In the case of organol scarlet, Thr766 and Met769 formed a hydrogen bond with the
diazenyl nitrogen atom of organol scarlet that is not a part of any cyclic system
as found in erlotinib [40]. Further investigations are underway to analyze these findings in more detail.
Conclusions and Perspectives
Conclusions and Perspectives
Our data indicate that a great diversity of molecular mechanisms is operative in clinical
drug resistance. We showed that different resistant profiles exist within tumors of
homogeneous histology. Thus, it is possible to identify novel subgroups of otherwise
homogeneous tumor groups. These results are in accordance with a large body of evidence
in the literature [138], [139], [140], [141], [142], [143], [144]. The systematic investigation of combinations of cellular factors in cancer clearly
yields improved predictive information. Recently developed technologies for genome-,
transcriptome- or proteome-wide analyses facilitates the simultaneous analyses of
thousands of genes or proteins in a single experiment, raising expectations that it
will revolutionize cancer diagnosis.
On the other hand, the results of our group as well as of other authors [145] indicate that a minimal set of about 10 to 50 factors may be sufficient and may
bring more robust results than sets of thousands of factors. Therefore, it is reasonable
to focus on a few relevant prognostic factors which may serve as drug targets to treat
individual patients exhibiting these specific poor prognostic factors. We consider
these results as one step further to the ultimate goal of prediction of drug response
of each individual patient. We have exemplarily done this for three target proteins,
i.e., MTAP, P-glycoprotein and EGFR and showed the principal feasibility of this concept.
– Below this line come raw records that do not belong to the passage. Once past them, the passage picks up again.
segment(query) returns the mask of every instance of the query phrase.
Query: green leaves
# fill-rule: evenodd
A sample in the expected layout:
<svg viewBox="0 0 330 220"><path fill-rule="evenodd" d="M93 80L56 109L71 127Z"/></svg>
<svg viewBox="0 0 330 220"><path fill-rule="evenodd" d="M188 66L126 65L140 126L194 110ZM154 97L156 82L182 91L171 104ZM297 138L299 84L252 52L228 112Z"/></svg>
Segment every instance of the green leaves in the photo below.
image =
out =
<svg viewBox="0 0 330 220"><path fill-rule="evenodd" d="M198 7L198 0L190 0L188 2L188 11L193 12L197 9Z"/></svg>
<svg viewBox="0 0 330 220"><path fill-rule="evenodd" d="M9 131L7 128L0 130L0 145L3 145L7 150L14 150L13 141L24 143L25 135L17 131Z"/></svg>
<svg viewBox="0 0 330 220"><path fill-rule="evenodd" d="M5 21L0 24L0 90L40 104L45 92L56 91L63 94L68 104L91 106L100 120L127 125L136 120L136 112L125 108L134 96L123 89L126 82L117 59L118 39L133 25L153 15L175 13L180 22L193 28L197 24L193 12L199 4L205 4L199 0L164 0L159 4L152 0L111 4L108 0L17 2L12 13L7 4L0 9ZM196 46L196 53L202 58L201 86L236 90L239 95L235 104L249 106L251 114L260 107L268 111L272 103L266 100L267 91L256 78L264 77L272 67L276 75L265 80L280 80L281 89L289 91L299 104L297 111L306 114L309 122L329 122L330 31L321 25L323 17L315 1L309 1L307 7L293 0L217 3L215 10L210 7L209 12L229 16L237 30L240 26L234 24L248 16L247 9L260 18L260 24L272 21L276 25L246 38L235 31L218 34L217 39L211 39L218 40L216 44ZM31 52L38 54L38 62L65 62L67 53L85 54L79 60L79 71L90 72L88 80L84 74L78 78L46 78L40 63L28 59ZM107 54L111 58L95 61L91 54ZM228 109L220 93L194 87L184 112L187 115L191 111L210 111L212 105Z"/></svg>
In the long run, it has to be seen whether genomics and proteomics along with other
“-omic” technologies will provide real hope or just another hype. It has to be taken
cautiously, bearing in mind that the response to chemotherapy depends not only on
intracellular, e.g., molecular and biological factors, but also on extracellular factors.
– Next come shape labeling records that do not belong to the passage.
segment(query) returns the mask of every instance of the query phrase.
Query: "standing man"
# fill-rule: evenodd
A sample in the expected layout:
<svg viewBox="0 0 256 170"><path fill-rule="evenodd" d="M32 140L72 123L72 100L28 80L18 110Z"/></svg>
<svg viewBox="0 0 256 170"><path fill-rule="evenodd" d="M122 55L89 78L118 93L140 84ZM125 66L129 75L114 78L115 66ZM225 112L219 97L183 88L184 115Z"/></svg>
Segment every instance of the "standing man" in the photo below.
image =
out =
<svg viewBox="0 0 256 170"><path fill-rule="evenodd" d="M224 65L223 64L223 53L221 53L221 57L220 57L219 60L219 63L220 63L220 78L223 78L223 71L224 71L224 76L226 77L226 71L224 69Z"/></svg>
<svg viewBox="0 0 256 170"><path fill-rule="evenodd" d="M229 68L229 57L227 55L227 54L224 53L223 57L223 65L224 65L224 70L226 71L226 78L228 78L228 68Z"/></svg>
The relevance of pharmacokinetics and dynamics must not be underestimated.
Generally, our knowledge on cancer biology and molecular factors with prognostic significance
has exponentially grown over the past two decades delivering a wide array of proteins
that may serve as target structures for drug development. This will for sure lead
to a tremendous increase in novel compounds to be tested in the years to come, and
small molecules will be a major player in this scenario.
Given the fact that a considerable portion of all drugs used nowadays is from natural
origin, natural products represent a valuable source for drug development. Chemical
compounds developed over millions of years during evolution bear a tremendous potential
as novel drugs. The hope is that this potential will be utilized for the sake of the
cancer patients.
We will face a shift from the established, rather unspecific and toxic anticancer
drugs to new generations of targeted drugs with improved pharmacological features
concerning tumor specificity and toxicity. At the moment it cannot be foreseen whether
cancer patients will routinely be curable. Rather, cancer might turn from a life-threatening
into a chronic disease, which needs life-long therapy. This raises concerns, and one
might ask “who should pay?” The only way to reduce costs is to avoid overtreatment
of patients. Personalized medicine will provide sophisticated diagnostic tools to
adjust the right treatment for the right patient. As a consequence, it is to be hoped
that treatment failure and unwanted side effects will more and more disappear and
treatment efficacy will raise improving quality of life.